Por exemplo, se a plataforma fixar a retribuição ou tiver poder disciplinar, pode estar em causa um laço de subordinação.

Neste caso em concreto, e de acordo com a sentença a que o ECO teve acesso, o tribunal deu como provados cinco indícios de que haveria uma relação dependente entre o estafeta e a plataforma.

Assim, o juiz considerou haver um pagamento regular e periódico ao estafeta, destacou que a plataforma exerce o poder de direção e determina regras específicas, frisou que a plataforma controla e supervisiona a prestação da atividade, notou que a plataforma restringe a autonomia do prestador de atividade quanto à organização do trabalho, e, por fim, sublinhou que a plataforma exerce poderes de exclusão de futuras atividades na plataforma através de desativação da conta.

De notar que este processo teve origem numa inspeção da Autoridade para as Condições do Trabalho. No total, a ACT já enviou quase 900 de processos como este para o Ministério Público, sendo que “nem é certo que, nalguns casos, estes prestadores possam ter um interesse efetivo em ser considerados trabalhadores“, alerta o advogado Gonçalo Pinto Ferreira.

Esse tem sido um dos argumentos usados pelas plataformas digitais, que defendem que os estafetas apreciam a flexibilidade associada ao trabalho independente.

Entre os estafetas, há, sim, quem prefira continuar a passar recibos verdes às plataformas digitais, conforme chegou a defender o Movimento dos Estafetas.

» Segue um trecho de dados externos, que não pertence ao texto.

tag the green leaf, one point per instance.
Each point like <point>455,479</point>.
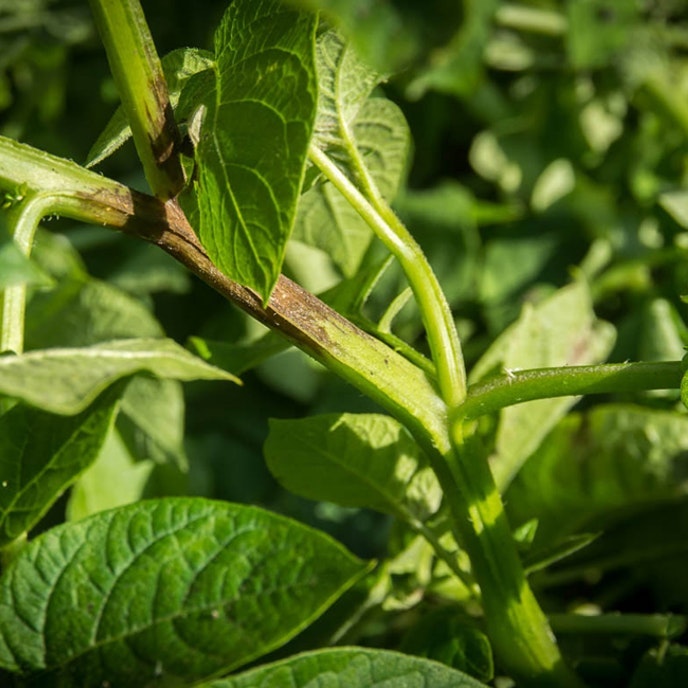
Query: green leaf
<point>598,32</point>
<point>665,668</point>
<point>446,636</point>
<point>68,380</point>
<point>349,119</point>
<point>353,667</point>
<point>614,457</point>
<point>355,460</point>
<point>178,66</point>
<point>238,358</point>
<point>84,311</point>
<point>254,139</point>
<point>391,35</point>
<point>15,267</point>
<point>41,455</point>
<point>562,330</point>
<point>151,421</point>
<point>457,68</point>
<point>112,480</point>
<point>167,590</point>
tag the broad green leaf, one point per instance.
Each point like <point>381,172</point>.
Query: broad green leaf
<point>151,421</point>
<point>562,330</point>
<point>68,380</point>
<point>84,311</point>
<point>447,636</point>
<point>391,35</point>
<point>590,465</point>
<point>165,591</point>
<point>41,454</point>
<point>112,480</point>
<point>355,460</point>
<point>353,667</point>
<point>178,66</point>
<point>254,139</point>
<point>349,120</point>
<point>238,358</point>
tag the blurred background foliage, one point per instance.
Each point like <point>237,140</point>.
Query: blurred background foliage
<point>550,145</point>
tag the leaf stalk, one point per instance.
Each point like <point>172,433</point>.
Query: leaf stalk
<point>137,71</point>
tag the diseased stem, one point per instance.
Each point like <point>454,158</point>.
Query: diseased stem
<point>521,634</point>
<point>437,317</point>
<point>141,84</point>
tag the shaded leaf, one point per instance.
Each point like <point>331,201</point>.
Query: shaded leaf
<point>350,125</point>
<point>254,138</point>
<point>68,380</point>
<point>355,460</point>
<point>112,480</point>
<point>168,589</point>
<point>84,311</point>
<point>391,35</point>
<point>446,636</point>
<point>151,421</point>
<point>592,465</point>
<point>178,66</point>
<point>667,668</point>
<point>41,454</point>
<point>562,330</point>
<point>238,358</point>
<point>15,267</point>
<point>352,667</point>
<point>457,68</point>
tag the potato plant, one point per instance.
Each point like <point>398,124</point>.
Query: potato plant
<point>503,354</point>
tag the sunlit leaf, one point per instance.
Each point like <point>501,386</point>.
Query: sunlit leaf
<point>41,454</point>
<point>165,590</point>
<point>68,380</point>
<point>350,120</point>
<point>254,137</point>
<point>353,667</point>
<point>562,330</point>
<point>364,460</point>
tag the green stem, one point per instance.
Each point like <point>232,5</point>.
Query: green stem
<point>437,317</point>
<point>23,220</point>
<point>521,634</point>
<point>139,77</point>
<point>517,627</point>
<point>544,383</point>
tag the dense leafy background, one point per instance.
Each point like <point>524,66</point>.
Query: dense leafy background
<point>544,151</point>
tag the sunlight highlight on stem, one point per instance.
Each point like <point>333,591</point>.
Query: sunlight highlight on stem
<point>437,317</point>
<point>23,221</point>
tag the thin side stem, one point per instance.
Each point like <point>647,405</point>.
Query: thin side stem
<point>437,317</point>
<point>531,20</point>
<point>141,84</point>
<point>522,637</point>
<point>517,626</point>
<point>23,221</point>
<point>516,387</point>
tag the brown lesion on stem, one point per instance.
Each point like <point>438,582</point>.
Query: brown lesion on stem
<point>301,317</point>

Mas há também quem esteja a lutar pelo reconhecimento de um vínculo de trabalho dependente. Entre estes últimos, o movimento Estafetas em Luta tem estado em destaque, e o seu porta-voz, Marcel Borges, chegou a afirmar que a decisão em causa seria um “divisor de águas contra a precarização dos estafetas e de todos que trabalham com as plataformas digitais”.